When the boy’s guardian asked that the photos in question be deleted, the diplomat complied at the scene.

He also told the officers that he had taken similar photos at other public bathhouses. He then deleted about 700 pictures he had shot secretly over six months or so, the sources said.

A security camera at the Tokyo bathhouse caught the Singaporean pointing his smartphone at another male customer.

He told the officers, “I don’t know why I did this” and “I regret it,” the sources said.

The officers asked the man to accompany them to a police station, but he refused to go, saying, “I will answer any questions here.”

He was allowed to leave the scene because diplomats have the privilege of being exempt, in principle, from arrests and trials in overseas countries.

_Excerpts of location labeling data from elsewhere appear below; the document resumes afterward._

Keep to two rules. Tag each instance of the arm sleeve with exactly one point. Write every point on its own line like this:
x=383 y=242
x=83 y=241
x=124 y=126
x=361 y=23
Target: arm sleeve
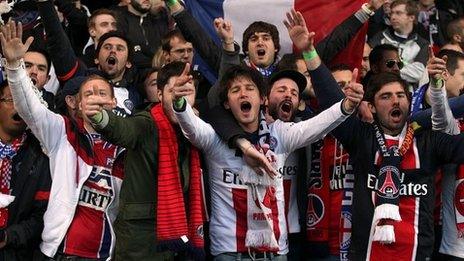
x=59 y=47
x=47 y=126
x=442 y=118
x=126 y=132
x=423 y=118
x=198 y=132
x=325 y=87
x=201 y=41
x=412 y=72
x=303 y=133
x=339 y=38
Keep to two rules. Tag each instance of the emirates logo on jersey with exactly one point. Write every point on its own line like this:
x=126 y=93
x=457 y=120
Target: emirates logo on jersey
x=388 y=177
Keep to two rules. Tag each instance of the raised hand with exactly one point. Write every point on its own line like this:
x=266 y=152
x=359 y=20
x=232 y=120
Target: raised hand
x=354 y=93
x=181 y=87
x=224 y=30
x=298 y=32
x=13 y=48
x=375 y=4
x=436 y=67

No follow-up interviews were conducted, and what appeared to be a slam-dunk case has stalled.

The MPD is in discussions with the Foreign Ministry and the National Police Agency to ask the embassy to have the man turn himself in for questioning.

Tokyo police are also considering sending the case to prosecutors, accusing the man of indecently photographing a minor’s body parts.

The embassy on May 2 told The Asahi Shimbun that the man “completed his assignment as of April 12 and has returned to Singapore.” It added that it “doesn’t know” about the bathhouse incident.

A senior police officer explained the difficulties in dealing with envoys in criminal cases.

“When people come forward and identify themselves as diplomats, police cannot arrest them in the end, even if they voluntarily submit to questioning. Police officers know this. Therefore, they refrain from asking them to accompany them to (a police station),” the officer said.

DIPLOMATIC IMMUNITY

Envoys are granted a number of privileges under the Vienna Convention on Diplomatic Relations, including “diplomatic immunity” from prosecution and physical restraint in criminal cases.

They are usually not charged even if they directly cause an incident or accident in the country where they are stationed.

In 2006, Tokyo police investigated an Indian Embassy official over allegations he committed an indecent act against a Japanese woman who came to the embassy to apply for a visa.

Police obtained an arrest warrant on suspicion of indecent assault, but the man had already returned to India.

In 2014, police arrested Japanese employees and others for operating and profiting from an illegal casino in a building in Tokyo’s Shibuya district.

The room where the casino was set up had been rented by the then Ghanaian ambassador to Japan.

The suspects reportedly believed that police would never bust the casino because of the ambassador’s diplomatic immunity.

In 2020, Tokyo police sent a former Russian diplomat to prosecutors on suspicion of abetting in a leak of confidential information from SoftBank Corp. in violation of the Unfair Competition Prevention Law.

Police believed the former diplomat had been engaged in espionage activities.

However, prosecutors dropped the case.

Tokyo police, through the Foreign Ministry, twice asked the former diplomat to appear in court, but the Russian did not respond and left Japan.

The Foreign Ministry in May 2021 implemented preventive measures after several complaints emerged that diplomats were illegally parking their vehicles, identified by blue license plates, and failing to pay the fines.